Grey-Sun's book is a fantasy history quite close to weird fiction though far from the effectiveness of horror writers I've read before such as H. P. Lovecraft or Laird Barron. The fantasy has its basis on christianism but it's not so much an exploration of religion but a simple transformation of some of its faces to give this story context. Robert Goldner, the main character, is a seventeen year old boy with severe issues of self-confidence and an odd concept of self-affirmation that is believable considering a context of bullying and racism and a school divided in cliques typical of american teen TV series. As the main focus of the story, Robert didn't grab me and his story doesn't differ from so many others about these issues that abound nowadays. While he deals with his already complicated life, Robert starts having hallucinations that grow more vivid and complex and its in their description that the book stands out. On one hand, one must admit the author's huge imagination shown by these hallucinations and by his ability to create some delirious moments that actually make sense considering the ending. On the other hand, the hallucinations where often overdone and the moments are so frequent that their descriptions end up being boring and unnecessary.
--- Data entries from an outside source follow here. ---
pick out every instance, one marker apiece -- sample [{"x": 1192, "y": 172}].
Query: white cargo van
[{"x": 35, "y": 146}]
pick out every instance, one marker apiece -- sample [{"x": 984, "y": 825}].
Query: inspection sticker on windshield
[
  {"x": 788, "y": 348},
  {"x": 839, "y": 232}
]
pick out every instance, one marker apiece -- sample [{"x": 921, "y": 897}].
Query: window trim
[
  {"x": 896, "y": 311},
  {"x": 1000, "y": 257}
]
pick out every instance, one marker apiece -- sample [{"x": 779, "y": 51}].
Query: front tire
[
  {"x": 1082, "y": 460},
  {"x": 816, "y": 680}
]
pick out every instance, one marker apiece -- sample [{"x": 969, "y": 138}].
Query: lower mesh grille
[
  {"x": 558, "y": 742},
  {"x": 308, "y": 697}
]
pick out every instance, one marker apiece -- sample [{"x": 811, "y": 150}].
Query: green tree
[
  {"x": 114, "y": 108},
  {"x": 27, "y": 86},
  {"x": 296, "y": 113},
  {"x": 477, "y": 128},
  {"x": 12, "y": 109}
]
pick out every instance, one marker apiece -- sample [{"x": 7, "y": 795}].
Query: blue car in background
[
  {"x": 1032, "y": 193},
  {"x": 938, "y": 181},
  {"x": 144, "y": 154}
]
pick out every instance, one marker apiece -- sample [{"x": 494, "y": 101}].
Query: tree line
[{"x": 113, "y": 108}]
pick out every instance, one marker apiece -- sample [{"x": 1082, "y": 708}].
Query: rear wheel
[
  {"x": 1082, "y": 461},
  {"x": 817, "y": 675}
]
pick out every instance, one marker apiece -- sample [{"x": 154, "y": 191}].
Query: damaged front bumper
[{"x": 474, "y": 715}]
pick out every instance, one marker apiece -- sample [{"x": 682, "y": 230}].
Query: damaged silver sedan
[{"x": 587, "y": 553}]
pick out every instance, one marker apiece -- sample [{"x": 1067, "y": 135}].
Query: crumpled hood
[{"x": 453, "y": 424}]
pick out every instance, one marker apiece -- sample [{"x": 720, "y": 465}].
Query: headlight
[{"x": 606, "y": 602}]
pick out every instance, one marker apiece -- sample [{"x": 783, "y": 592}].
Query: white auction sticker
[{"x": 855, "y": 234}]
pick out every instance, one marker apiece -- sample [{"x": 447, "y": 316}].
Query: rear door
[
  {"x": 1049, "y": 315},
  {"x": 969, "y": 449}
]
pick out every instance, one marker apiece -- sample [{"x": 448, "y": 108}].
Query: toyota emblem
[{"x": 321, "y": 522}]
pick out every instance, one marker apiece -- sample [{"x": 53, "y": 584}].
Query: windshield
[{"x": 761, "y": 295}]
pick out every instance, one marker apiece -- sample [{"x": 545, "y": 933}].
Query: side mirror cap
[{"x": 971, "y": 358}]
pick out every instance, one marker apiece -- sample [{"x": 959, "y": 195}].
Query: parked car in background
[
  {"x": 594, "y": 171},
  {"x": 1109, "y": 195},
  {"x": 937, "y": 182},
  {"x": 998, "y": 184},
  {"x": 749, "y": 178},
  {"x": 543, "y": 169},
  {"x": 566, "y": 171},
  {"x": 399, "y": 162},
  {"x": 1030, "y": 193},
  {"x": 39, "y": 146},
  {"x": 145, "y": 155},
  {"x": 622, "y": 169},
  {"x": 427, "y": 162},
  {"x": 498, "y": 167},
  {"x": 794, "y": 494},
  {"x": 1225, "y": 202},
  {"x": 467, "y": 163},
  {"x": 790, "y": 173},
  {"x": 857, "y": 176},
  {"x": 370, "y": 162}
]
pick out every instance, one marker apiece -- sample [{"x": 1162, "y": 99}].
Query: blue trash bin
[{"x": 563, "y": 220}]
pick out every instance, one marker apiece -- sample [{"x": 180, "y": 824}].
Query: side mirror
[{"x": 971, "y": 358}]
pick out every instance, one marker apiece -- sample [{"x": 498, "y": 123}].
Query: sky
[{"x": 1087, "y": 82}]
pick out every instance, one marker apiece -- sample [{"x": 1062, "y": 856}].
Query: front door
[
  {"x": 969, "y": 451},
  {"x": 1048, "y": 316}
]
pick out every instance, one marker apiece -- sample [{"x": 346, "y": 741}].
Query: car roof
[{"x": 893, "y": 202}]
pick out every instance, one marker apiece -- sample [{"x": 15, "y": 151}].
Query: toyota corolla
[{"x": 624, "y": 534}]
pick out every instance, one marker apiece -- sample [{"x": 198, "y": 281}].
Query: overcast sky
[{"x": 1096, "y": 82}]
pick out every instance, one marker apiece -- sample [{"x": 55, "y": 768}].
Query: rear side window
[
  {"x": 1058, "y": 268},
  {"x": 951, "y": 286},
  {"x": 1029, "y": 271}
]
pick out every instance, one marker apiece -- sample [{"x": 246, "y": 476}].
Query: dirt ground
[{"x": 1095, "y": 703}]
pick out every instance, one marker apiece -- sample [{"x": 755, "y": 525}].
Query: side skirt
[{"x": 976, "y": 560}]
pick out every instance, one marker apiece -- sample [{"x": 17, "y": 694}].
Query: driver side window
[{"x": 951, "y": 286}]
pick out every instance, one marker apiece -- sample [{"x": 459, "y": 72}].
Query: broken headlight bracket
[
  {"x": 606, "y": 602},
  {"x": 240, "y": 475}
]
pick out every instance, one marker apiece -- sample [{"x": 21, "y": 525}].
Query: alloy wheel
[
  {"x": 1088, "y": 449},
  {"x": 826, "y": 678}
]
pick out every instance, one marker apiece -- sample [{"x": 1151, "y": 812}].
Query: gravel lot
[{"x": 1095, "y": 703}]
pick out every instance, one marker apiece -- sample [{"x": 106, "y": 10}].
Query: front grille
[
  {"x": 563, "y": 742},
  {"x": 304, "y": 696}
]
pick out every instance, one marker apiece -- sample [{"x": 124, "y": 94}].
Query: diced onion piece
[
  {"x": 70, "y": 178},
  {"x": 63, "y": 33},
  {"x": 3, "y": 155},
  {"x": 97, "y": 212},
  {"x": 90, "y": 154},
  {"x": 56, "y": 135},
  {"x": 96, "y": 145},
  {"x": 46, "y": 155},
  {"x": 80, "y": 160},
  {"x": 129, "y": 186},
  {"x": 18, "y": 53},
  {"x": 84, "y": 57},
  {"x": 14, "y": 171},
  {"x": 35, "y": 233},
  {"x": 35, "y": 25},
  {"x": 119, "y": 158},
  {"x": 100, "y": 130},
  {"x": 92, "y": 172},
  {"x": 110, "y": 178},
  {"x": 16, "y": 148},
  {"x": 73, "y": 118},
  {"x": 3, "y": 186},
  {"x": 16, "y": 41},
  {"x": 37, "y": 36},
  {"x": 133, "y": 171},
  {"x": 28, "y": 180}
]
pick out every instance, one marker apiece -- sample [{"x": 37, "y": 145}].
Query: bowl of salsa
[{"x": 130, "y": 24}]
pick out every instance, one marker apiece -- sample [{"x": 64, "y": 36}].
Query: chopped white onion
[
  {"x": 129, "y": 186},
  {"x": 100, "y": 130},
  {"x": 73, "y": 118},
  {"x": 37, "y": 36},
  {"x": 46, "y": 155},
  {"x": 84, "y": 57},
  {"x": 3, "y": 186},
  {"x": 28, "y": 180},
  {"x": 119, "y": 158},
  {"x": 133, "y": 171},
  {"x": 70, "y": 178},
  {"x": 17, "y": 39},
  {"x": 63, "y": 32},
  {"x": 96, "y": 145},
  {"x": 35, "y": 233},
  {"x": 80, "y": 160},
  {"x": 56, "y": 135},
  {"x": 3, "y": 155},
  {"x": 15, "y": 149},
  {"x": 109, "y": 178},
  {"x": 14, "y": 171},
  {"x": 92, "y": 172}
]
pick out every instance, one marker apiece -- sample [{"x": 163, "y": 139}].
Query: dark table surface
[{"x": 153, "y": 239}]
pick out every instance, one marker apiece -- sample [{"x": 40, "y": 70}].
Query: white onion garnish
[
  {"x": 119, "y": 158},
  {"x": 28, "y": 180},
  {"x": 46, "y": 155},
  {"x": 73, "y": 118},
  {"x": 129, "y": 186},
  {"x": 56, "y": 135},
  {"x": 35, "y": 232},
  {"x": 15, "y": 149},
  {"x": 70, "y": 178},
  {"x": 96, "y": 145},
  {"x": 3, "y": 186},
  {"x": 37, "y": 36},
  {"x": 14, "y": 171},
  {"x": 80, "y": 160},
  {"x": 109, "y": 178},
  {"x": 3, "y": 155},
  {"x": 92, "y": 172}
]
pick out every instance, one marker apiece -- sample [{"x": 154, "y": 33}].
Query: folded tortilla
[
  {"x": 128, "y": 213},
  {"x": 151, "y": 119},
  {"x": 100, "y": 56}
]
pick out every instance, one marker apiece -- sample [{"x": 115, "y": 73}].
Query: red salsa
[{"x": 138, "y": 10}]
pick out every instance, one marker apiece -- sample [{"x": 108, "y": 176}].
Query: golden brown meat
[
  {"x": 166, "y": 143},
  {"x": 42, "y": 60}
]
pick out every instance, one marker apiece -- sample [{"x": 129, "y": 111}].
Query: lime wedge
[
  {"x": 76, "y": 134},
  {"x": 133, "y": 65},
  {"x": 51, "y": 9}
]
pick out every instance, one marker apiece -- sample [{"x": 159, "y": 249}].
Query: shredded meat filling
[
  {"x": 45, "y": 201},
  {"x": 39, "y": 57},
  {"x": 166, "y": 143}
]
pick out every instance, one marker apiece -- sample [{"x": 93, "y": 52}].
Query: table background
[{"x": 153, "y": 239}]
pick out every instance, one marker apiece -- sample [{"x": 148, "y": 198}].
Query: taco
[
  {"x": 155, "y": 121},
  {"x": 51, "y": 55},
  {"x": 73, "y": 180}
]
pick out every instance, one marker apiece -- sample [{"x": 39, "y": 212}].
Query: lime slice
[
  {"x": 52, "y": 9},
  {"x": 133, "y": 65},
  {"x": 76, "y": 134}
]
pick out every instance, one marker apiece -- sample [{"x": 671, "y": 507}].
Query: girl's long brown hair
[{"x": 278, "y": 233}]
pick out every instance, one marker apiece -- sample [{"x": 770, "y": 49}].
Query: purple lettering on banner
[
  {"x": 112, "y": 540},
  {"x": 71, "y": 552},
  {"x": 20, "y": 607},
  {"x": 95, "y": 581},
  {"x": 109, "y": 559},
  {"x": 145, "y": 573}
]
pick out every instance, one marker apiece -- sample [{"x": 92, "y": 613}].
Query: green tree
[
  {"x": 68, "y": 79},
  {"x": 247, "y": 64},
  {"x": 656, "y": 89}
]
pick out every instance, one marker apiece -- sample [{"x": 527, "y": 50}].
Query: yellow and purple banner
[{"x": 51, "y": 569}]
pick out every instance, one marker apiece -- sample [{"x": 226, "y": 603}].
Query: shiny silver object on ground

Grey-Sun's prose isn't specially well achieved neither in event narration nor in the wording of the main character's thoughts. The dialogues were in general simple and straightforward, adding little or nothing to the story apart from a needed interruption to the otherwise never-ending narration.
Although not terrible, Bloodlight was a disappointing read that failed to achieve the author's purposes and ended up making me give up on reading the trilogy that follows this prequel.